GoldenGATE imports text files, not binary files, so .doc and .pdf files must be exported to a text file prior to import. The GoldenGATE manual (Section 4) has the following:
It is recommended to prepare the input documents in html format without any formatting but the paragraph elements (<p>) and a solid (<hr>) line to mark page breaks. For the processing of the documents not further elements are needed. It proofed also extremely advantageous to have very clean and spell checked OCR-output, since artefacts have an impact on the mark-up process, and later corrections are very tedious. This has especially an effect on the recognition of names.
Via email, Guido has summarised the supported input formats as follows:
File formats are as plug&play (i.e. extensible via plug-ins. JW) in GoldenGATE as many other things.
Currently, there are plugins for txt, HTML/XML (configurable to rename and filter tags on loading), ARFF, TaxonX XML (XML format specialized to our TaxonX schema, doing some transformation of the generic markup created in the markup process), and GAMTA (a format native to the data model underneath GoldenGATE, derived from XML, and desigend to be capable of representing annotations regardless of nesting order).

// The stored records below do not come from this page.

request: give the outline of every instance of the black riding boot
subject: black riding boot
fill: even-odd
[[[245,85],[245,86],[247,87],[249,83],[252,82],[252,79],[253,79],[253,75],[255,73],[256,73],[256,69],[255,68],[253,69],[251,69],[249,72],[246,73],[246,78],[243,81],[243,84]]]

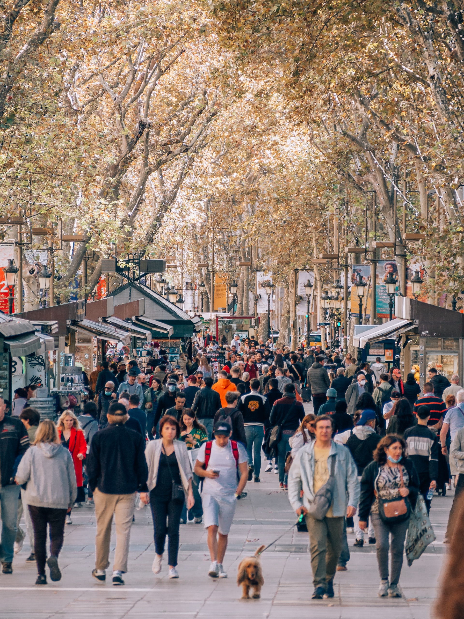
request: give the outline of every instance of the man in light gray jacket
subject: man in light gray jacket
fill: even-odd
[[[307,443],[296,453],[288,472],[288,500],[298,516],[305,515],[309,533],[313,600],[333,597],[333,577],[342,552],[345,518],[356,514],[359,501],[356,463],[349,449],[332,440],[332,431],[330,417],[318,417],[316,440]],[[308,510],[316,493],[329,480],[334,460],[332,502],[325,517],[317,520]]]

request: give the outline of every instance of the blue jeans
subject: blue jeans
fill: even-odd
[[[208,440],[211,440],[211,437],[213,436],[213,419],[199,419],[199,422],[202,425],[204,425],[206,428],[206,431],[208,433]]]
[[[18,499],[19,486],[4,486],[0,488],[0,509],[2,518],[1,559],[2,563],[11,563],[13,560],[13,544],[17,532]]]
[[[254,474],[259,477],[261,471],[261,445],[264,438],[264,427],[262,425],[245,426],[245,436],[248,466],[254,466]]]
[[[279,472],[279,483],[286,483],[288,475],[284,471],[284,468],[285,467],[285,456],[288,451],[291,451],[290,444],[288,442],[288,439],[290,438],[291,435],[285,435],[282,433],[282,438],[278,442],[277,445],[277,468]]]

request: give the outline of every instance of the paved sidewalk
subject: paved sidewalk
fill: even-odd
[[[129,571],[124,587],[99,585],[92,578],[94,566],[93,510],[73,510],[73,524],[66,529],[60,555],[63,577],[58,583],[35,586],[36,567],[25,563],[29,548],[25,543],[15,556],[12,575],[0,574],[2,619],[48,619],[66,617],[137,618],[162,617],[258,617],[284,619],[314,617],[317,619],[426,619],[436,594],[437,579],[444,558],[441,543],[452,496],[434,498],[432,522],[437,542],[411,568],[406,562],[400,585],[401,599],[377,596],[379,577],[375,549],[353,548],[348,571],[335,577],[336,596],[332,600],[312,602],[312,584],[307,534],[287,533],[262,557],[265,584],[260,600],[241,600],[237,566],[244,556],[267,543],[288,528],[295,518],[286,493],[277,489],[277,475],[262,473],[260,483],[249,483],[248,497],[239,502],[230,536],[225,568],[227,579],[212,581],[207,576],[209,556],[201,524],[181,527],[179,580],[169,580],[165,562],[161,573],[152,572],[154,558],[153,528],[149,508],[135,512],[131,534]],[[358,552],[354,552],[358,551]],[[360,551],[360,552],[359,552]],[[112,555],[111,555],[112,556]],[[110,572],[111,574],[111,572]]]

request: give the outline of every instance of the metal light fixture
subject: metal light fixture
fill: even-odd
[[[413,277],[411,278],[411,287],[413,289],[413,294],[414,295],[415,298],[417,298],[421,292],[421,288],[422,287],[422,284],[424,283],[424,280],[421,279],[421,275],[419,271],[416,271]]]
[[[42,266],[41,271],[38,274],[38,278],[39,287],[43,290],[48,290],[50,285],[51,273],[50,273],[45,264]]]
[[[5,269],[6,275],[6,285],[9,287],[14,287],[16,284],[16,277],[18,274],[18,267],[14,264],[13,260],[8,261],[8,266]]]

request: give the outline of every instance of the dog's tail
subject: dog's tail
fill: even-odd
[[[259,548],[256,551],[256,552],[254,553],[254,556],[259,556],[259,555],[261,554],[261,553],[262,552],[262,551],[264,550],[264,548],[265,547],[266,547],[264,545],[264,544],[263,544],[262,546],[260,546]]]

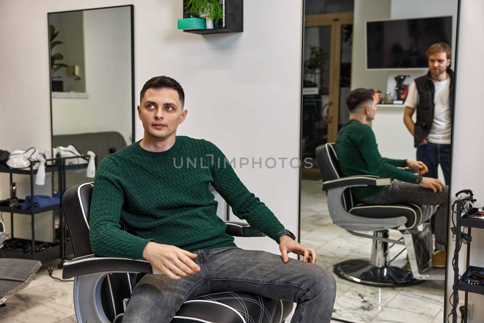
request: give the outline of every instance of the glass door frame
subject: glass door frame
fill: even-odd
[[[353,25],[353,12],[304,15],[303,28],[330,26],[331,39],[330,46],[328,103],[321,107],[321,114],[328,123],[328,142],[334,142],[338,135],[339,119],[340,77],[342,26]],[[324,110],[328,107],[328,113]]]

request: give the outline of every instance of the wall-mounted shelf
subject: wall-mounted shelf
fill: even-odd
[[[52,92],[53,99],[88,99],[89,94],[84,92]]]
[[[377,108],[404,108],[403,104],[377,104]]]
[[[212,29],[185,29],[183,31],[200,35],[243,31],[243,0],[219,0],[219,2],[225,14],[222,27]]]

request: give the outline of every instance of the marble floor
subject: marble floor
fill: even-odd
[[[444,281],[426,281],[409,287],[373,287],[342,279],[333,272],[340,261],[369,258],[371,241],[352,235],[333,224],[321,191],[321,181],[303,180],[301,194],[301,241],[316,250],[318,264],[330,270],[336,280],[333,318],[355,323],[442,323]],[[397,231],[391,237],[399,236]],[[395,245],[391,258],[403,246]],[[406,262],[404,251],[393,263]]]
[[[37,277],[25,289],[10,297],[0,308],[0,323],[71,323],[74,315],[72,281],[60,281],[51,278],[49,266],[55,268],[55,277],[60,278],[57,269],[60,259],[43,264]]]
[[[8,299],[0,307],[0,323],[76,323],[72,281],[60,281],[49,276],[49,266],[55,268],[54,277],[60,278],[62,270],[57,269],[60,259],[44,264],[37,277],[19,292]],[[291,313],[286,322],[292,317]],[[337,323],[332,321],[331,323]]]
[[[333,272],[333,265],[339,261],[369,256],[369,239],[352,235],[333,224],[320,181],[303,180],[302,188],[301,242],[316,250],[318,264]],[[398,247],[393,248],[391,253],[395,254]],[[395,261],[403,265],[406,256],[403,253]],[[76,322],[72,282],[54,279],[47,273],[51,266],[55,268],[53,276],[61,277],[61,271],[57,267],[59,261],[44,264],[27,288],[9,299],[6,306],[0,308],[0,323]],[[333,318],[355,323],[443,322],[443,281],[428,281],[410,287],[378,288],[337,277],[335,279]]]

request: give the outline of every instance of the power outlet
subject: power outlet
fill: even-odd
[[[30,232],[32,232],[32,220],[30,220],[30,219],[27,220],[27,231]],[[33,224],[33,230],[37,230],[37,225],[35,224],[35,223]]]
[[[457,307],[457,316],[461,317],[460,310],[459,309],[461,306],[464,306],[464,301],[459,301],[459,306]],[[472,313],[474,312],[474,303],[467,302],[467,318],[468,320],[472,319]]]

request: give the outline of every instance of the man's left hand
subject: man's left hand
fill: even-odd
[[[407,166],[410,168],[418,169],[419,174],[420,175],[424,175],[428,171],[427,165],[420,160],[407,160]]]
[[[279,240],[279,249],[281,250],[282,261],[285,263],[289,261],[287,254],[289,252],[302,256],[303,262],[316,263],[316,252],[314,249],[302,246],[292,240],[288,235],[281,237]]]

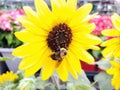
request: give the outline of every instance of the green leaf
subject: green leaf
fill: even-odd
[[[106,72],[100,72],[94,77],[94,80],[98,81],[100,90],[112,90],[111,79],[112,76],[108,75]]]
[[[106,70],[107,68],[110,68],[110,59],[107,58],[106,60],[100,60],[95,62],[95,64],[98,65],[99,68],[101,68],[102,70]]]

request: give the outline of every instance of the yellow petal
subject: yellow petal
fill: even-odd
[[[73,76],[75,79],[78,79],[77,72],[76,72],[75,68],[73,67],[73,65],[71,65],[71,64],[69,63],[69,60],[70,60],[70,59],[66,57],[67,69],[68,69],[68,71],[72,74],[72,76]]]
[[[110,68],[110,69],[107,69],[106,72],[108,74],[114,74],[115,73],[115,69],[114,68]]]
[[[92,4],[90,3],[81,6],[79,9],[77,9],[76,14],[71,19],[69,25],[78,26],[76,23],[80,24],[82,20],[84,20],[89,15],[91,10],[92,10]]]
[[[68,70],[66,67],[66,60],[63,59],[63,61],[60,63],[60,65],[56,68],[56,71],[60,77],[60,79],[65,82],[68,80]]]
[[[112,20],[112,23],[113,23],[113,26],[115,27],[115,29],[120,30],[120,16],[118,14],[114,13],[111,16],[111,20]]]
[[[81,48],[80,59],[86,63],[93,64],[94,58],[87,51]]]
[[[103,30],[102,34],[104,36],[120,36],[120,31],[118,30]]]
[[[47,33],[41,33],[42,36],[44,36],[44,35],[47,36],[46,34]],[[29,32],[28,30],[15,32],[15,36],[23,42],[43,42],[43,41],[46,41],[45,38],[43,38],[39,35],[33,34],[33,33]]]
[[[87,32],[87,33],[91,33],[94,29],[95,29],[95,24],[94,23],[90,23],[90,24],[80,24],[76,27],[71,27],[73,30],[73,33],[81,33],[81,32]]]
[[[70,51],[68,52],[69,63],[80,74],[82,72],[80,60],[79,57],[74,52],[76,51],[71,47]]]
[[[45,49],[44,52],[42,52],[41,56],[38,57],[37,62],[25,70],[25,76],[31,76],[40,70],[44,63],[44,60],[49,57],[50,53],[51,52],[48,49]]]
[[[57,61],[51,58],[46,59],[41,73],[42,80],[47,80],[53,74],[56,64]]]
[[[104,57],[113,55],[114,50],[116,49],[117,45],[113,44],[109,47],[106,47],[101,53]]]
[[[76,8],[77,8],[77,0],[67,0],[67,7],[71,8],[73,10],[76,10]]]
[[[119,62],[116,62],[116,61],[110,61],[110,64],[111,64],[113,67],[117,67],[117,68],[120,67],[120,63],[119,63]]]
[[[118,47],[115,49],[113,56],[115,58],[120,58],[120,45],[118,45]]]
[[[33,18],[37,19],[37,17],[38,17],[38,16],[37,16],[37,13],[36,13],[35,11],[33,11],[31,7],[29,7],[29,6],[24,6],[23,9],[24,9],[27,17],[29,17],[29,18],[31,18],[31,19],[33,19]]]
[[[41,43],[26,43],[24,45],[21,45],[17,47],[13,52],[12,55],[14,56],[27,56],[32,55],[36,52],[39,52],[42,50],[43,47],[47,46],[45,42]],[[37,48],[37,49],[35,49]]]
[[[82,45],[98,45],[101,43],[101,39],[95,35],[90,35],[86,33],[76,33],[73,34],[73,41],[79,42]]]

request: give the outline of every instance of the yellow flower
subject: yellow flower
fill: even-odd
[[[112,74],[112,85],[116,90],[120,89],[120,62],[111,61],[112,67],[107,69],[108,74]]]
[[[115,36],[115,38],[112,38],[102,43],[101,46],[106,47],[102,51],[102,54],[103,56],[111,56],[111,57],[119,58],[120,57],[120,16],[117,14],[113,14],[111,19],[114,29],[103,30],[102,34],[104,36]]]
[[[5,81],[14,81],[17,78],[18,78],[17,74],[13,73],[12,71],[10,72],[7,71],[6,73],[0,75],[0,84]]]
[[[74,78],[81,73],[79,59],[93,63],[87,49],[99,49],[101,40],[90,33],[95,28],[89,24],[92,5],[76,9],[77,0],[51,0],[50,10],[44,0],[35,0],[36,12],[24,7],[25,17],[19,21],[26,28],[15,35],[24,45],[13,51],[14,56],[23,56],[19,69],[30,76],[42,68],[43,80],[54,72],[62,81],[67,81],[68,72]]]

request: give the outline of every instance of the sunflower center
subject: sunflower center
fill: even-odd
[[[71,29],[63,23],[52,28],[52,31],[48,34],[47,43],[53,52],[59,53],[61,49],[68,49],[71,40]]]

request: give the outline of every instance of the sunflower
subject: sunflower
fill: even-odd
[[[5,81],[14,81],[17,78],[18,78],[17,74],[13,73],[12,71],[10,72],[7,71],[6,73],[0,75],[0,84]]]
[[[101,44],[106,47],[102,54],[103,56],[111,56],[120,58],[120,16],[114,13],[111,17],[114,29],[102,31],[104,36],[113,36],[114,38],[107,40]]]
[[[22,56],[20,70],[25,76],[35,74],[42,68],[43,80],[56,71],[62,81],[67,81],[68,72],[74,78],[81,73],[79,59],[93,63],[88,49],[98,50],[101,40],[92,35],[95,25],[88,23],[91,4],[76,9],[77,0],[51,0],[51,9],[44,0],[35,0],[36,12],[25,6],[26,16],[18,19],[25,30],[16,32],[24,42],[13,51]]]
[[[108,74],[112,74],[112,85],[116,90],[120,89],[120,62],[110,61],[112,67],[107,69]]]

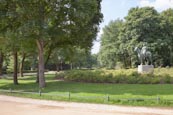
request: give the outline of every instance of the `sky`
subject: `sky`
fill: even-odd
[[[173,8],[173,0],[102,0],[101,12],[104,15],[103,22],[100,24],[100,32],[98,33],[97,40],[92,47],[92,54],[96,54],[100,49],[100,36],[103,33],[102,28],[111,20],[123,19],[127,16],[129,9],[132,7],[154,7],[158,12]]]

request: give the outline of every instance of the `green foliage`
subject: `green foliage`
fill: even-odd
[[[66,81],[122,84],[170,84],[169,74],[138,74],[134,70],[72,70],[57,74]]]
[[[115,68],[116,62],[119,61],[119,32],[122,26],[121,20],[111,21],[108,26],[103,28],[101,35],[101,48],[98,61],[102,67]]]
[[[103,28],[98,61],[107,68],[136,67],[139,62],[134,48],[145,43],[155,67],[172,65],[172,20],[172,9],[158,13],[152,7],[131,8],[124,21],[111,21]]]

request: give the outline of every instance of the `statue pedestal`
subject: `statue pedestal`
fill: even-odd
[[[138,65],[138,73],[150,73],[152,74],[154,72],[154,66],[153,65]]]

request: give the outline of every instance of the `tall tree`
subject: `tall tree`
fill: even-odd
[[[35,40],[39,57],[39,86],[45,87],[44,46],[47,42],[90,48],[101,22],[101,0],[16,1],[20,33]],[[32,12],[31,12],[32,11]]]
[[[119,50],[119,33],[123,22],[121,20],[111,21],[103,28],[101,35],[101,48],[99,52],[99,62],[103,67],[115,68],[118,62]]]
[[[167,42],[166,46],[169,51],[169,62],[170,65],[173,66],[173,9],[168,9],[161,13],[162,19],[162,30],[165,41]],[[166,51],[167,52],[167,51]],[[167,56],[168,57],[168,56]]]

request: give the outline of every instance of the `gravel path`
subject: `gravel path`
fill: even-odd
[[[173,108],[57,102],[0,95],[0,115],[173,115]]]

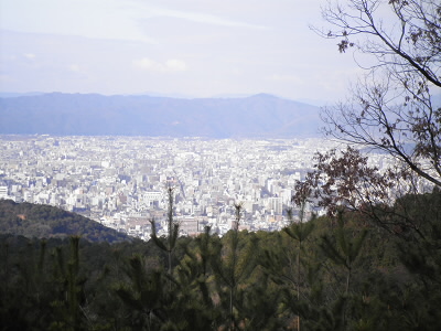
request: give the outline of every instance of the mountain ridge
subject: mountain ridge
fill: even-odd
[[[319,107],[258,94],[170,98],[50,93],[0,98],[2,135],[315,137]]]

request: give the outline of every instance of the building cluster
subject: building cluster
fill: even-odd
[[[320,139],[0,136],[0,199],[58,206],[148,239],[153,220],[165,234],[173,188],[183,235],[207,225],[223,235],[238,203],[239,228],[275,231],[287,225],[295,181],[313,154],[332,147]]]

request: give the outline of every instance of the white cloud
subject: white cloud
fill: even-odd
[[[34,60],[35,58],[35,54],[33,54],[33,53],[26,53],[26,54],[23,54],[23,56],[29,58],[29,60]]]
[[[187,70],[187,65],[184,61],[171,58],[164,63],[143,57],[141,60],[135,60],[133,66],[144,71],[170,73],[170,72],[184,72]]]
[[[77,65],[77,64],[71,64],[71,65],[68,66],[68,70],[69,70],[71,72],[74,72],[74,73],[79,73],[79,72],[82,72],[82,68],[80,68],[79,65]]]

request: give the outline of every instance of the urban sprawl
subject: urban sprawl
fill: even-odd
[[[58,206],[149,239],[152,220],[165,234],[173,188],[181,235],[207,225],[225,234],[237,203],[240,229],[276,231],[287,225],[314,153],[335,147],[323,139],[0,136],[0,199]],[[389,164],[384,154],[369,160]]]

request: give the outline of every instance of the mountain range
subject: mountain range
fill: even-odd
[[[258,94],[171,98],[30,94],[0,98],[0,135],[308,138],[319,107]]]

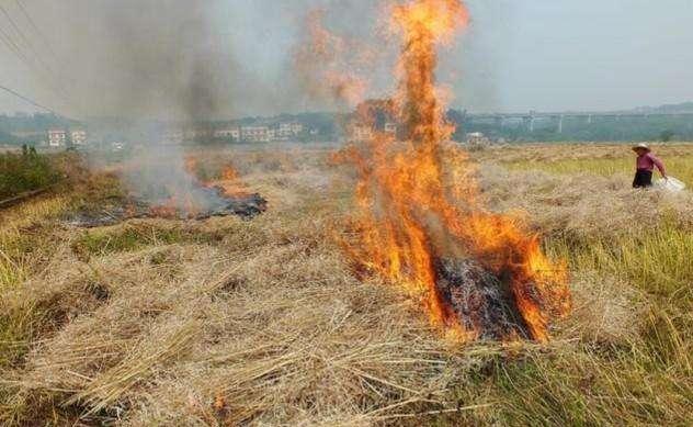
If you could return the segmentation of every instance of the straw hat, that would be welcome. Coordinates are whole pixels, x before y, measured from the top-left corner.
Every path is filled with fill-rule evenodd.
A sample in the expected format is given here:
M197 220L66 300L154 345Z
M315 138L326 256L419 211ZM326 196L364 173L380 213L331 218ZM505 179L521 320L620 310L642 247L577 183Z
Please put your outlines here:
M636 146L634 146L634 147L633 147L633 150L634 150L634 151L637 151L638 149L644 149L644 150L646 150L647 153L650 153L650 151L652 150L652 149L649 147L649 145L647 145L647 144L645 144L645 143L640 143L640 144L638 144L638 145L636 145Z

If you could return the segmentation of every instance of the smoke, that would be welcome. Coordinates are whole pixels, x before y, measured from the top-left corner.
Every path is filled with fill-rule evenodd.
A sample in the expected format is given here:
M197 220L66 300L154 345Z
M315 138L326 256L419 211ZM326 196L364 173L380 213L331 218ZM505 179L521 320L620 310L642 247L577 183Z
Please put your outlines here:
M218 1L95 0L66 14L70 100L87 116L208 120L234 113L235 55Z

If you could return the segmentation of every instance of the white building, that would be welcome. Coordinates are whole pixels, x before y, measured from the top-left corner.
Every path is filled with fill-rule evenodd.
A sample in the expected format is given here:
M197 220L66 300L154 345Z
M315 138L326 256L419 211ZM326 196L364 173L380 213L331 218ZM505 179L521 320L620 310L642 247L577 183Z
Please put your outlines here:
M277 141L288 141L298 136L303 132L304 127L300 123L280 123L276 128Z
M65 147L67 145L67 132L60 130L48 131L48 146Z
M73 145L87 145L87 131L72 131L70 136Z
M270 128L268 126L243 126L240 128L240 138L248 143L269 143Z
M240 141L240 128L238 127L229 127L216 130L214 132L214 137L219 139L231 139L234 142Z
M373 127L367 124L354 124L351 126L351 138L353 141L371 141L373 136Z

The ability to configure the processing which is carried out when specific types of file are imported is particularly useful. For example, documents exported to HTML often contains unwanted mark-up elements and attributes. This could potentially be dealt with seamlessly on import into GoldenGATE.
GoldenGATE uses plug-ins called readers to provide the initial automated processing of files when they are imported. Users can view and edit the available import plug-ins by going to Window/Preferences and viewing the "Document Readers" tab. New readers can also be created.
Currently, GoldenGATE does not support attribute removal or conversion on import. Adding this feature would allow troublesome attributes to be removed seamlessly on import. This functionality is already available within the Markup Converter tools within GoldenGATE, so this is not an urgent requirement.
I will be discussing working with the following file types:
Microsoft Word
Plain text
PDF/OCR output
This section assumes that Microsoft Word is available to users. OpenOffice Writer also supports the required functionality.
Microsoft Word has a number of features which might make it useful for the initial clean-up of a document. For example, it would make sense to carry out a spell check in Word prior to exporting it ready for import into GoldenGATE. This is particularly true where a user has added relevant words to their personal dictionary in Word.
(GoldenGATE's built-in spell-checking tool has some usability issues which favour the use of Word or some other tool for pre-import checks. As GoldenGATE development continues, the benefits of using an external tool may decline).
If a document has a broken paragraph structure, for example having paragraph marks introduced at the end of each line by an OCR process or by cutting and pasting from a PDF (as was the case in one of the test documents), Word can be used to fix this using a series of Find and Replace edits.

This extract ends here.